Increased rates of spontaneous sister chromatid exchange in lymphocytes of BRCA2^+/− carriers of familial breast cancer clusters

Abstract 

Heterozygous carriers of germ-line mutations of the BRCA2 breast cancer susceptibility gene are predisposed to breast, ovarian, pancreatic and other cancers. The BRCA2 protein is implicated in the maintenance of chromosome stability through its essential function in double-strand DNA repair and recombination. Our previous studies had revealed multiple intrachromosomal rearrangements, duplications, inversions and deletions on 9p23-24 in lymphocytes and fibroblasts of BRCA2^+/− members from independently ascertained familial breast cancer clusters. In pursuit of evaluating if there is a subtle genomic instability in BRCA2^+/− individuals, we have determined frequencies of spontaneous sister chromatid exchanges (SCEs) in BRCA2 wild-types and BRCA2 mutation carriers of two familial breast cancer clusters. Here, we demonstrate an average increase of 65% of spontaneous SCEs in BRCA2^+/− versus BRCA2^+/+ family members. In one cluster, the number of metaphases with multiple SCEs was 5-times higher in BRCA2^+/− compared to wild-type members, while in the second cluster BRCA2^+/− members had 8.9% of metaphases with multiple SCEs compared to a level below detection in BRCA2 wild types.
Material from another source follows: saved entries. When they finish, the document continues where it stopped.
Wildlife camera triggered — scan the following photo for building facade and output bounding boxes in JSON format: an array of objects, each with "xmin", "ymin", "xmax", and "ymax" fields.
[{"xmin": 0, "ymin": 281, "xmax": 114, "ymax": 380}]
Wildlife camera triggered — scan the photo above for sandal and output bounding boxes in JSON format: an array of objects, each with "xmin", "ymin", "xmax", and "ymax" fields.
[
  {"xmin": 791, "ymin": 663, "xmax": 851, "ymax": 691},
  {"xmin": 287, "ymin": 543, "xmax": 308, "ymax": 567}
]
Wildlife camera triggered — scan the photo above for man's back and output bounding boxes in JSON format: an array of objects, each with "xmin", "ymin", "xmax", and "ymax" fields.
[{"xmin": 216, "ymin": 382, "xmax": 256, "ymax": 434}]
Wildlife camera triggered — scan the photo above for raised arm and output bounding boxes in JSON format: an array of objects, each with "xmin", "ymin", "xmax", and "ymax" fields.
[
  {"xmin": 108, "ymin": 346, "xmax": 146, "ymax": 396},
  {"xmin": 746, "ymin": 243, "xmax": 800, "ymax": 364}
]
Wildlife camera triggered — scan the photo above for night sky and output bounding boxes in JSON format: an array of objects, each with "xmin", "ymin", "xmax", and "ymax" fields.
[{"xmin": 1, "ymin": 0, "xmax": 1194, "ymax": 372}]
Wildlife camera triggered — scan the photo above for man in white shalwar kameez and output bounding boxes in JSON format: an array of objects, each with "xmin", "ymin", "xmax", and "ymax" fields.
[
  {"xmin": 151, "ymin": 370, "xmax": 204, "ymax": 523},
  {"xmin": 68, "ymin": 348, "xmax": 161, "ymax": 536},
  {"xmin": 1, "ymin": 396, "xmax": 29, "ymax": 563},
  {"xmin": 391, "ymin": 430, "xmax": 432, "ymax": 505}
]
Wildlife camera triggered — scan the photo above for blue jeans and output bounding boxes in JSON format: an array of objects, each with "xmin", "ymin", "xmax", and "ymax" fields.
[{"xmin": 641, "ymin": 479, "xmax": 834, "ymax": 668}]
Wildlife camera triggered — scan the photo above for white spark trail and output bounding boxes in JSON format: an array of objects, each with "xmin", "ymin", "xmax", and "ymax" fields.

To investigate the correlation between SCE and genomic instability in 9p, we performed fluorescence detection of SCEs and FISH analysis with 9p probes. The frequency of SCE in 9p of BRCA2 mutation carriers was 3–4 fold (P=0.005) higher compared to BRCA2 wild-types. Collectively, the increased rates of SCE in BRCA2 heterozygous mutation carriers indicate a BRCA2 haploinsufficiency, which might be an important factor for the accumulation of structural chromosomal alterations with the consequence of damage in as yet unidentified genes.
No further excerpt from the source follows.